I can force using a disp32 with lea eax, [dword 1 + rax*2]
, but that doesn't stop NASM or YASM from splitting the addressing mode. The NASM manual doesn't seem to document a way to use the strict
keyword on the scale factor, and [1 + strict rax*2]
doesn't assemble. Is there a way to use strict
or some other syntax to force the desired encoding of an addressing mode?
nasm -O0
to disable optimizations doesn't work. Apparently that only controls multi-pass branch-displacement optimization, not all optimizations NASM makes. Of course you don't want to do that in the first place for a whole source file, even if it did work. I still get
8d 84 00 01 00 00 00 lea eax,[rax+rax*1+0x1]
The only workaround I can think of is to encode it manually with db
. This is quite inconvenient. For the record, the manual-encoding is:
db 0x8d, 0x04, 0x45 ; opcode, modrm, SIB for lea eax, [disp32 + rax*2]
dd 1 ; disp32
The scale factor is encoded in the high 2 bits of the SIB byte. I assembled lea eax, [dword 1 + rax*4]

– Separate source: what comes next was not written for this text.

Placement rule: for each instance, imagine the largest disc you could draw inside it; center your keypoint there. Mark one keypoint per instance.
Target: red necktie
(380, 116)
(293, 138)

to get the machine code for the right registers, because NASM's optimization only works for *2
. The SIB was 0x85
, and decrementing that 2-bit field at the top of the byte reduced the scale factor from 4 to 2.
But the question is: how to write it in a nicely readable way that makes it easy to change registers, and get NASM to encode the addressing mode for you? (I suppose a giant macro could do this with text processing and manual db
encoding, but that's not really the answer I'm looking for. I don't actually need this for anything right now, I mostly want to know if NASM or YASM has syntax to force this.)
Other optimizations I'm aware of, like mov rax, 1
assembling to 5-byte mov eax,1
are pure wins on all CPUs unless you want longer instructions to get padding without NOPs, and can be disabled with mov rax, strict dword 1
to get the 7-byte sign-extended encoding, or strict qword
for 10-byte imm64.
gas doesn't do this or most other optimizations (only sizes of immediates and branch displacements): lea 1(,%rax,2), %eax
assembles to8d 04 45 01 00 00 00 lea eax,[rax*2+0x1]
, and same for the .intel_syntax noprefix
version.
Answers for MASM or other assemblers would also be interesting, though.